Заканчивался танец. Ребята разводили девчонок, затем возвращались на свою сторону, обменивались впечатлениями. На сцене меняли на проигрывателе пластинку.
– Слыш, а Колышку никто не приглашает, – радостно сообщил какой-то вертлявый паренек из «малышей».
– Да она всех отшивает, – пояснил его приятель. – Попробуй пригласи – получишь от ворот поворот.
Ольга Колышкина стояла, окруженная плотным кольцом одноклассниц, но как бы отдельно от них, иногда окидывала зал быстрым взглядом.

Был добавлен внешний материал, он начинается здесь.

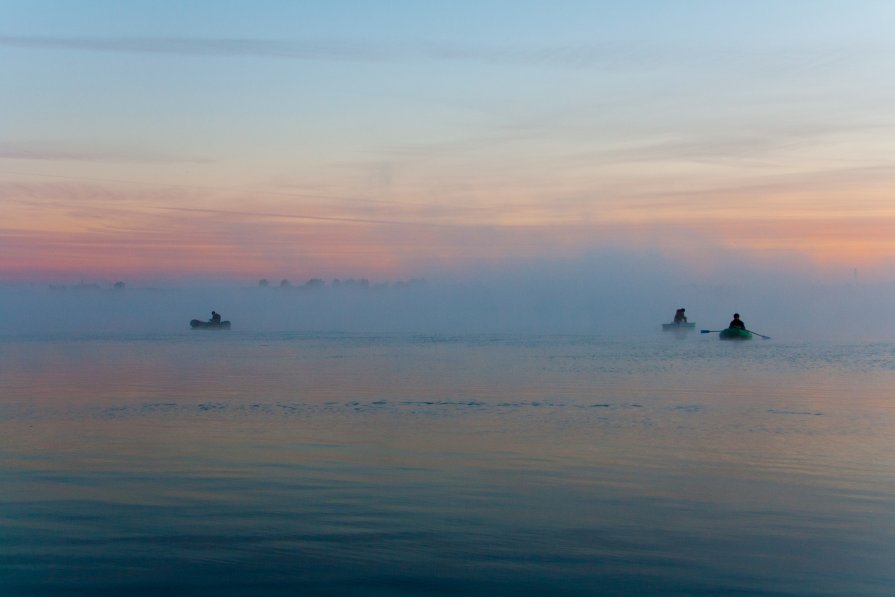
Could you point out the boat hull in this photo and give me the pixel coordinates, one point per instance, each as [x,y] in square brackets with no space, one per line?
[678,327]
[735,334]
[208,325]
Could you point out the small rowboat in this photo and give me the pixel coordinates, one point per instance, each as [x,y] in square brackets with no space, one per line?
[675,327]
[209,325]
[735,334]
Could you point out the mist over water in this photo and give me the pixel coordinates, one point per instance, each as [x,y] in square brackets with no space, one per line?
[604,302]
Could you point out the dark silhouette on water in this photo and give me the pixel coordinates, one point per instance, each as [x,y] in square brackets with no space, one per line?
[214,323]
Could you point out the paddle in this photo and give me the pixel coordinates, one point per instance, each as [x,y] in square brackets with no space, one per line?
[750,331]
[757,334]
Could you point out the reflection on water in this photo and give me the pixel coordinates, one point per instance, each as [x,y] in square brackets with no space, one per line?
[278,464]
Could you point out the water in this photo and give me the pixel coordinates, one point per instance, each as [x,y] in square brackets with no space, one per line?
[230,463]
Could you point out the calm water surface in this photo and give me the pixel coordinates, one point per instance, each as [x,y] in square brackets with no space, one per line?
[237,463]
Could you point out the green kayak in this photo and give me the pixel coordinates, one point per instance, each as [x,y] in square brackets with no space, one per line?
[735,334]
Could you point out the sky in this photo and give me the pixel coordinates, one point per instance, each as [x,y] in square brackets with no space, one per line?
[230,140]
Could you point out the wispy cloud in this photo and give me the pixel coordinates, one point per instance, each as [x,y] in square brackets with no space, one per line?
[633,54]
[50,152]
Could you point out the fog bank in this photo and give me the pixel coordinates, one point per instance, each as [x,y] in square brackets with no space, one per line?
[546,302]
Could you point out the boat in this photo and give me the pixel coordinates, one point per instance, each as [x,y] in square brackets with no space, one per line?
[209,325]
[674,327]
[735,334]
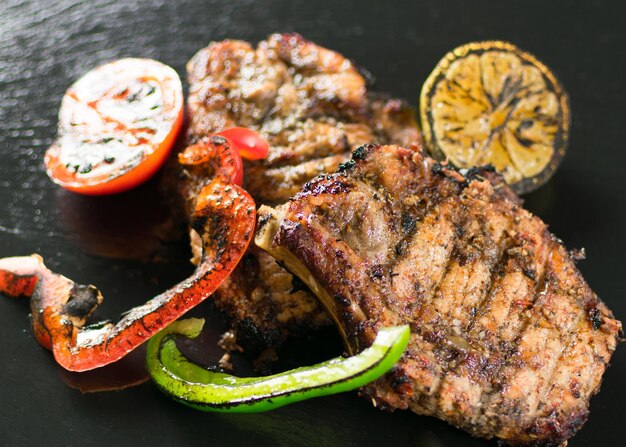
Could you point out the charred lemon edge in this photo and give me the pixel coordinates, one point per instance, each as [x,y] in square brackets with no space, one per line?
[528,184]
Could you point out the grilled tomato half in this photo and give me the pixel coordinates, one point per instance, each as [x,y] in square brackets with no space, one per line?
[492,103]
[117,124]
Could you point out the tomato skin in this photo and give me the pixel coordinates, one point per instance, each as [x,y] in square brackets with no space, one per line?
[116,102]
[133,178]
[249,144]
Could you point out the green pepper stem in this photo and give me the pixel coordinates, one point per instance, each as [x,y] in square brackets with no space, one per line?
[207,390]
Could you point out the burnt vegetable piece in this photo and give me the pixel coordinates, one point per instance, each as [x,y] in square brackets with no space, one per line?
[224,217]
[220,392]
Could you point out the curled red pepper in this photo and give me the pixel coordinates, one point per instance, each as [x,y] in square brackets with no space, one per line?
[223,215]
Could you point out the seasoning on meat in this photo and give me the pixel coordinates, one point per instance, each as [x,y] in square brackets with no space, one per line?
[312,106]
[508,340]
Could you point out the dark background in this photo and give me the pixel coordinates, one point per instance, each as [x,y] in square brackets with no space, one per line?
[45,46]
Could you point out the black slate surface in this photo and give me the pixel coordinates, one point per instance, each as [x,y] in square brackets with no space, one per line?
[45,46]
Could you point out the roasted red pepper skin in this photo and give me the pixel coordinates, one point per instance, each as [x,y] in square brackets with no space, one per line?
[224,217]
[213,156]
[247,142]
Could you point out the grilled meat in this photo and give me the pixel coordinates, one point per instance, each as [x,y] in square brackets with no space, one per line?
[313,107]
[508,340]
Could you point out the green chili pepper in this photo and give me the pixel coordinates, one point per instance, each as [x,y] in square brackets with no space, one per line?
[208,390]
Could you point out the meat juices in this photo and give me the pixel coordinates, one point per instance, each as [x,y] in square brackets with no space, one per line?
[313,107]
[508,340]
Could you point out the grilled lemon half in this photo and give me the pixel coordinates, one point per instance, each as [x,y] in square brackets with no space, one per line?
[492,103]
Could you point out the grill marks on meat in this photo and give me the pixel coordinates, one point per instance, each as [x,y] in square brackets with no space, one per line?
[507,340]
[313,107]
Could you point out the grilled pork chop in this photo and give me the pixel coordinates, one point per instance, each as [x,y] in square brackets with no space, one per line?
[313,107]
[508,340]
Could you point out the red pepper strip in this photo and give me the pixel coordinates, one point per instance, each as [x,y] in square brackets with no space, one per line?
[249,144]
[224,217]
[214,156]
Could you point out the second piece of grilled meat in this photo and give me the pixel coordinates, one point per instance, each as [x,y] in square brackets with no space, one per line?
[508,340]
[313,107]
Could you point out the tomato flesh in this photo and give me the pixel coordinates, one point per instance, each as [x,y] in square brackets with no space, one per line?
[117,125]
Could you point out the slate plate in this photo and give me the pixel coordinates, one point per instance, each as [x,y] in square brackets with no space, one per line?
[44,46]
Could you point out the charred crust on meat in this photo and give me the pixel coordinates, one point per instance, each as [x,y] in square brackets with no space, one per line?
[346,166]
[361,152]
[341,300]
[594,316]
[297,285]
[82,301]
[409,222]
[326,185]
[253,339]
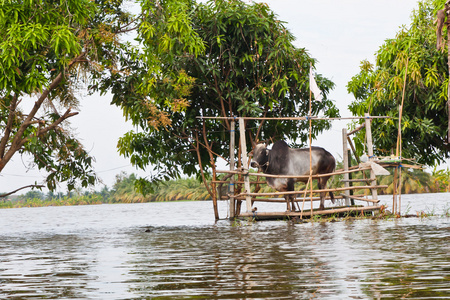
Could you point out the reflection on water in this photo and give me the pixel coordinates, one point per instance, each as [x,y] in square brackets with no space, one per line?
[176,251]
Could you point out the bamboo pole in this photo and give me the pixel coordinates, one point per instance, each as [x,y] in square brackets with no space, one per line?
[346,160]
[310,142]
[232,165]
[370,153]
[356,129]
[248,199]
[317,212]
[304,197]
[399,138]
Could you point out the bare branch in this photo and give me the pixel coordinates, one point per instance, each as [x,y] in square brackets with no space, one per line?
[8,129]
[24,187]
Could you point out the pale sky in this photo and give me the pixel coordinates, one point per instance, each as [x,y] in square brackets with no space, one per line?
[339,34]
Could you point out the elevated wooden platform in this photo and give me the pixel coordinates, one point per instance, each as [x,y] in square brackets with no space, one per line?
[341,211]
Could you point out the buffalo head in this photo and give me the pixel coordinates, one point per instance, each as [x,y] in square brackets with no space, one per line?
[260,156]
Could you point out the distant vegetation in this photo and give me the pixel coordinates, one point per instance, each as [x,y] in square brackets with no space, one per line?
[413,181]
[121,192]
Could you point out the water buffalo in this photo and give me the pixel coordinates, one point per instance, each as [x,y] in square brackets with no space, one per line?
[283,160]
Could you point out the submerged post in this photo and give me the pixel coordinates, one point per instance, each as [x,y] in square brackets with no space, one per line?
[248,199]
[346,158]
[373,181]
[232,181]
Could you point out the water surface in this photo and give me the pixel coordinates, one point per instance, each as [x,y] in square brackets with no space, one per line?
[178,251]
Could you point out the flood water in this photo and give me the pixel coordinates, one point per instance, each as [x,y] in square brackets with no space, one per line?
[178,251]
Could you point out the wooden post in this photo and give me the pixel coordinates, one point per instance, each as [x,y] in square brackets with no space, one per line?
[248,199]
[232,179]
[346,160]
[447,11]
[373,181]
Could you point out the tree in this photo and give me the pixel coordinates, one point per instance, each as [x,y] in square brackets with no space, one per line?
[238,60]
[48,49]
[378,89]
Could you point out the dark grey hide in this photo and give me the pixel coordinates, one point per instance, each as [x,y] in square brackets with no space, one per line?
[283,160]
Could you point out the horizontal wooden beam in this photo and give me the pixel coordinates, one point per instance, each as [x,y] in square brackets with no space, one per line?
[363,199]
[307,213]
[314,191]
[294,118]
[293,176]
[281,200]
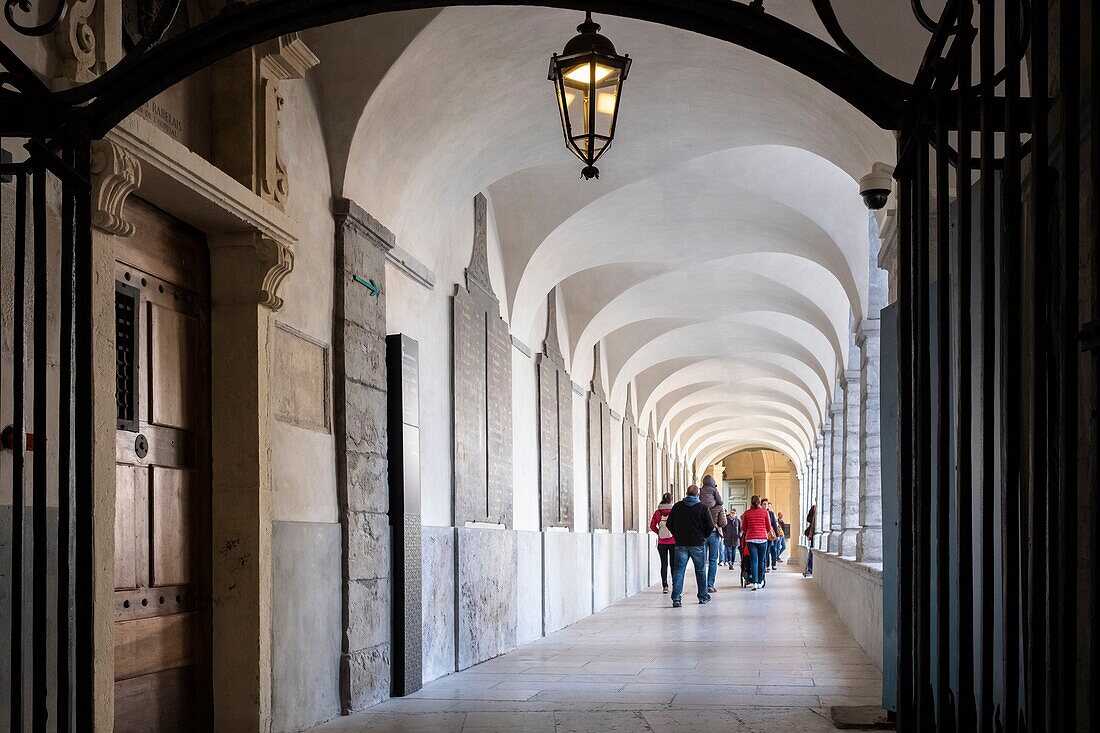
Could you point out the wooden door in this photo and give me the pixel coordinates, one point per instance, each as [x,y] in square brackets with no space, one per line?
[162,564]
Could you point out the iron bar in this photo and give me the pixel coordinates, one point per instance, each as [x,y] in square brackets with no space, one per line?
[65,477]
[964,441]
[18,456]
[987,352]
[1037,696]
[40,558]
[1069,323]
[945,706]
[1011,319]
[923,429]
[84,429]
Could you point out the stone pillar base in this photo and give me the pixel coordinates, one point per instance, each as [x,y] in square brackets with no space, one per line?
[869,545]
[849,540]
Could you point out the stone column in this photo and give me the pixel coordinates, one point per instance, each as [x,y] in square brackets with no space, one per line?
[849,510]
[829,495]
[869,542]
[820,489]
[834,457]
[361,433]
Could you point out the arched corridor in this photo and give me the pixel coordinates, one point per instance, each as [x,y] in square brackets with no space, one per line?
[351,378]
[770,660]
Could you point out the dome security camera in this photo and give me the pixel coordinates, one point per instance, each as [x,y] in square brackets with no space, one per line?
[877,185]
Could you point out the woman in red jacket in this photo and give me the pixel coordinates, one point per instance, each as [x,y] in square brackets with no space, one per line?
[756,522]
[666,543]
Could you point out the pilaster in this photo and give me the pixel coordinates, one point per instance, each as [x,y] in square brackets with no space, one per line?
[869,540]
[853,435]
[835,459]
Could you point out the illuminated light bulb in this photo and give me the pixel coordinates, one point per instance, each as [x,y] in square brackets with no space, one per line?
[582,73]
[606,102]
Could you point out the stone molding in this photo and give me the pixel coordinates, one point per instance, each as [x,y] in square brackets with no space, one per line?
[191,188]
[116,174]
[349,214]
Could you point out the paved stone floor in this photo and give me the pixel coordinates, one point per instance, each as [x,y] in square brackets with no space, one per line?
[749,662]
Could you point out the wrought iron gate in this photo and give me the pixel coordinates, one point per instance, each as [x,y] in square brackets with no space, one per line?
[50,401]
[998,442]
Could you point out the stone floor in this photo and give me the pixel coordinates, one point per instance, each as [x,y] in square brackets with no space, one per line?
[749,662]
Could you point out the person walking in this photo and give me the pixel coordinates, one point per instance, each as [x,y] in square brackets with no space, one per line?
[772,536]
[714,545]
[732,536]
[710,494]
[756,524]
[810,531]
[666,543]
[690,523]
[783,532]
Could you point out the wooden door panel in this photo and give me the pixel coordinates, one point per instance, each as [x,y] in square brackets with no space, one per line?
[125,538]
[172,351]
[173,526]
[161,701]
[151,645]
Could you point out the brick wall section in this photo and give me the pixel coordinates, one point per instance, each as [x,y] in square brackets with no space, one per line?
[359,345]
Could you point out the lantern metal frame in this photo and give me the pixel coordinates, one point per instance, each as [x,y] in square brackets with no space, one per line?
[589,47]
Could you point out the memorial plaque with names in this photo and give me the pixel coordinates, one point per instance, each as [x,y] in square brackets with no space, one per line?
[629,468]
[556,428]
[482,387]
[600,449]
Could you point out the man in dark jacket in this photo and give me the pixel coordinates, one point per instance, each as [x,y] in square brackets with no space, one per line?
[691,524]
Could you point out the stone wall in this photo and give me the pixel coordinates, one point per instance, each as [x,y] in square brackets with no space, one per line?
[360,415]
[855,590]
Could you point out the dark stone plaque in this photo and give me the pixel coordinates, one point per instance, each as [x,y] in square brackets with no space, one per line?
[404,429]
[600,449]
[482,381]
[556,428]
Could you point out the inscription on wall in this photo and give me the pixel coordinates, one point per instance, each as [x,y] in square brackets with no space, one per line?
[629,468]
[556,428]
[600,450]
[301,380]
[482,381]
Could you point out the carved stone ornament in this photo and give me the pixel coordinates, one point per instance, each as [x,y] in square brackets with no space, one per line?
[114,175]
[276,261]
[77,43]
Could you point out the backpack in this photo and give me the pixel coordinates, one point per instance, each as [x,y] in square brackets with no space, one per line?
[662,529]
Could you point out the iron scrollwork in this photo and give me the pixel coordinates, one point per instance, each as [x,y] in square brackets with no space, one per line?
[25,7]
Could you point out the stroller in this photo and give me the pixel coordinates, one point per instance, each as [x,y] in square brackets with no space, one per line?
[745,568]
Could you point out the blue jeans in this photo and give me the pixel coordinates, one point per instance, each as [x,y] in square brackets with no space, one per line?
[697,556]
[714,548]
[758,556]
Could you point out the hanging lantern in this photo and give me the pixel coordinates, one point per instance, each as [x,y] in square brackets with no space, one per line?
[587,78]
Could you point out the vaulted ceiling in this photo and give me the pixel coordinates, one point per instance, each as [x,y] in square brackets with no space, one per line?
[721,259]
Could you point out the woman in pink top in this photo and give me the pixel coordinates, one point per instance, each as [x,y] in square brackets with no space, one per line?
[666,542]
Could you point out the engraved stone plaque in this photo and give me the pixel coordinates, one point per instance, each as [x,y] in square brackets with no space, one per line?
[301,380]
[600,449]
[482,386]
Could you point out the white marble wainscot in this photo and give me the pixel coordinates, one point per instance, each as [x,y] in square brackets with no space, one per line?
[306,623]
[608,568]
[485,587]
[855,590]
[528,586]
[567,578]
[438,569]
[635,562]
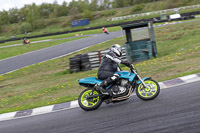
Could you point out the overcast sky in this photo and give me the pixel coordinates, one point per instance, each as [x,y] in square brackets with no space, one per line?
[7,4]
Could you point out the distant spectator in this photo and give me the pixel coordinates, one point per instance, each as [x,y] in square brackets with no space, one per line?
[26,41]
[105,30]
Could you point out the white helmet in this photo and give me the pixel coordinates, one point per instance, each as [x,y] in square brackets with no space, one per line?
[116,48]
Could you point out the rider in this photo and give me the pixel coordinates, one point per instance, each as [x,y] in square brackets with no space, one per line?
[108,67]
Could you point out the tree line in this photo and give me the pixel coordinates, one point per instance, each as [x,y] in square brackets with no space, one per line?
[30,13]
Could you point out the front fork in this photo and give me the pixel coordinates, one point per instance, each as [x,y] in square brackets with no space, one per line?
[140,79]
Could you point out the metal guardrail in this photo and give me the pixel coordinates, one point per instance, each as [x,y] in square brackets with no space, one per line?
[154,12]
[89,61]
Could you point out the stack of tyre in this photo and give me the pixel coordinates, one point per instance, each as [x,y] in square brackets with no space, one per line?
[79,63]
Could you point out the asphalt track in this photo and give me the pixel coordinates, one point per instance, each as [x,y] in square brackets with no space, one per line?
[175,110]
[20,61]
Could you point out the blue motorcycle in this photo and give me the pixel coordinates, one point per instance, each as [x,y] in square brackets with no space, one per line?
[91,98]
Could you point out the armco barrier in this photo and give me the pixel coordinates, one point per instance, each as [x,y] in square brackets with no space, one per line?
[99,27]
[92,60]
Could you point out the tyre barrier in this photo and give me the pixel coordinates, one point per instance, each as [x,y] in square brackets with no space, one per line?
[89,61]
[185,16]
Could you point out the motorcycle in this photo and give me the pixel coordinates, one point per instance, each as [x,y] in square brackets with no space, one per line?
[91,98]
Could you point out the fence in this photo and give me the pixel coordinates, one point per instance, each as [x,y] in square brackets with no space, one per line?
[154,12]
[89,61]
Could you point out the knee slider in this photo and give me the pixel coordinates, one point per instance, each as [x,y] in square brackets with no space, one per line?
[115,77]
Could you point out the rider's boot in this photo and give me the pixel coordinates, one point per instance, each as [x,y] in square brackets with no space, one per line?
[102,86]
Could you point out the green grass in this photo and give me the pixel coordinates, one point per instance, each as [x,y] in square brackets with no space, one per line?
[51,83]
[101,18]
[18,50]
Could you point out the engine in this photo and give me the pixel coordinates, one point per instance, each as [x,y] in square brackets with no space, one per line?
[121,87]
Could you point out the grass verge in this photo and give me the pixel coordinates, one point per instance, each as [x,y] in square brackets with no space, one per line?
[50,82]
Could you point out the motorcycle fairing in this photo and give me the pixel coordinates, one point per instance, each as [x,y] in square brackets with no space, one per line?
[138,82]
[90,80]
[126,75]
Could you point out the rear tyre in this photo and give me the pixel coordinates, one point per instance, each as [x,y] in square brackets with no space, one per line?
[89,104]
[150,92]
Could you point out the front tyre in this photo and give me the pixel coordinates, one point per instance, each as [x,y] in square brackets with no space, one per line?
[89,104]
[149,93]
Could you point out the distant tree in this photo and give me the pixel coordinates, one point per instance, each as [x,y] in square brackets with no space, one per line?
[87,14]
[93,5]
[118,3]
[4,17]
[25,28]
[13,15]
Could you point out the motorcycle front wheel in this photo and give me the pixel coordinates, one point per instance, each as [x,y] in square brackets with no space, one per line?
[88,104]
[149,93]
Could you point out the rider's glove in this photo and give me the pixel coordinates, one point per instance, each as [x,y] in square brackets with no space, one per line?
[126,63]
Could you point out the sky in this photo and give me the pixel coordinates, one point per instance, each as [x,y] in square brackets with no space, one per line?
[7,4]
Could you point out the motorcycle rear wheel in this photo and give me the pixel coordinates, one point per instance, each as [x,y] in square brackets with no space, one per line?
[148,93]
[89,104]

Странно, что она вообще осталась на танцы. Я помню, как год назад, едва она появилась в зале, к ней кинулось сразу несколько десятиклассников, а весь вечер с ней танцевал Оганесян, оттеснив остальных соперников, стройный такой парень с копной вьющихся волос, с тонкими чертами слегка удлиненного лица. В нем смешались армянская и славянская кровь, и получилось нечто восхитительное и… порочное. Впрочем, это не мое наблюдение, а Николая Ивановича. Он так и сказал: порочная мужская красота. Я не спросил, почему, и долго размышлял над его словами, пока однажды не увидел, как Оганесян смотрит на одну очень хорошенькую девочку лет десяти-двенадцати. Что-то животное было в этом взгляде. Наверное, именно это и имел в виду Николай Иванович. Между тем Оганесян был лучшим математиком в школе, в уме решал самые сложные задачи, а такие фокусы, как умножить в уме двухзначное число на двухзначное же, для него были просто семечки.